Mit 25,47 Prozent wählte jede vierte Person im Bezirk 1103 aber die rechtspopulistische AfD – absoluter Spitzenwert in Hagen. Allerdings gaben dort auch nur 12,44 Prozent der Wahlberechtigten überhaupt ihre Stimme ab – das ist wiederum die fünftschlechteste Wahlbeteiligung in Hagen. Auch rund um die Södingstraße konnte die AfD mit 21,05 Prozent punkten, damit ist sie in den Stimmbezirken 1103 und 1104 die zweitstärkste Kraft nach der SPD. Im Bezirk 1105 an der Feuerwache, also direkt um die Ecke der Södingstraße, holen die Rechten allerdings ihr zweitschlechtestes Direktergebnis in ganz Hagen.

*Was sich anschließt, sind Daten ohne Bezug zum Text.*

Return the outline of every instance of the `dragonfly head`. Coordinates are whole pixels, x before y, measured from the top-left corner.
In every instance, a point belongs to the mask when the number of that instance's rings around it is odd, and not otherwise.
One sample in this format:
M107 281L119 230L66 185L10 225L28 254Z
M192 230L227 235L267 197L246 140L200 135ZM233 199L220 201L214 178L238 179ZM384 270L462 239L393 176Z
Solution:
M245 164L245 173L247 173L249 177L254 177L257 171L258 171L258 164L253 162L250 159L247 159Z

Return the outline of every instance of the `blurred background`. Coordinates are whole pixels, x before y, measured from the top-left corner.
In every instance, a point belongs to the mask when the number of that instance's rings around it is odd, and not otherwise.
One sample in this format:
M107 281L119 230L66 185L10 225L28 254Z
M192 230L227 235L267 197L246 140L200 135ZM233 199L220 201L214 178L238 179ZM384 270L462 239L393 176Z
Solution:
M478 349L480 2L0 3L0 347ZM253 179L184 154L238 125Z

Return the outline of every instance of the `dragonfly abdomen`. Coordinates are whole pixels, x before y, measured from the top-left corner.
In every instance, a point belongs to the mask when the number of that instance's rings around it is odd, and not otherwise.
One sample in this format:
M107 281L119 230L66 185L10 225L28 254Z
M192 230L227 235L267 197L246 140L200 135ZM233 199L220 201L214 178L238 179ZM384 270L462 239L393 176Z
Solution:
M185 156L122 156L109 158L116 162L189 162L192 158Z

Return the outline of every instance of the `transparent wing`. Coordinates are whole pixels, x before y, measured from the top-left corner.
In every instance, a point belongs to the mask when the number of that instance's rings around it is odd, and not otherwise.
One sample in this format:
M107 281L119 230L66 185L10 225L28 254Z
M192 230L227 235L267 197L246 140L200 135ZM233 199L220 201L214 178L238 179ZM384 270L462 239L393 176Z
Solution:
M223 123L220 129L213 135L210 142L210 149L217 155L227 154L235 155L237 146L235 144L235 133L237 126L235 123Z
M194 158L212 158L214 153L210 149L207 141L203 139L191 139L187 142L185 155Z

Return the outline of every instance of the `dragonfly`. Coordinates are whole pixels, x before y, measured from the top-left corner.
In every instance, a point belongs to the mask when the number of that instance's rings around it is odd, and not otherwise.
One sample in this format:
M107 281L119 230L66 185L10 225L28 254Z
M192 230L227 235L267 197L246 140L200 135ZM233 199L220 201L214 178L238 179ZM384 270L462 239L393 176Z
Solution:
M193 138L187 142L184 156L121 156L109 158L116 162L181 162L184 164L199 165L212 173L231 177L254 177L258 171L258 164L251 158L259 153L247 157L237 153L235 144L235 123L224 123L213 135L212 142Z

Als absolute Hochburg darf sich Wehringhausen jetzt wohl für Die PARTEI bezeichnen. Insgesamt ist sie die sechststärkste Gruppierung in Wehringhausen – noch vor der Linken und sogar deutlich vor der FDP. Mit 19,30 Prozent an der Södingstraße, 17,21 Prozent am Wilhelmsplatz, 15,59 Prozent an der Feuerwache Mitte, 13,07 Prozent an der St.-Michael-Kirche, 11,97 Prozent an der Minervastraße, 7,19 Prozent in der Cunosiedlung und 7,09 Prozent an der Sternwarte kommen die Top-7-Ergebnisse der Gruppierung um Laura Knüppel aus dem Viertel. In den beiden Wehringhauser Briefwahlbezirken liegt die PARTEI noch vor der AfD, allerdings hinter den beiden Wähler:innengemeinschaften HAK und Hagen Aktiv. HAK spielt ansonsten in Wehringhausen keine nennenswerte Rolle, während Hagen Aktiv überall die FDP abhängt und vielfach auch die Linke.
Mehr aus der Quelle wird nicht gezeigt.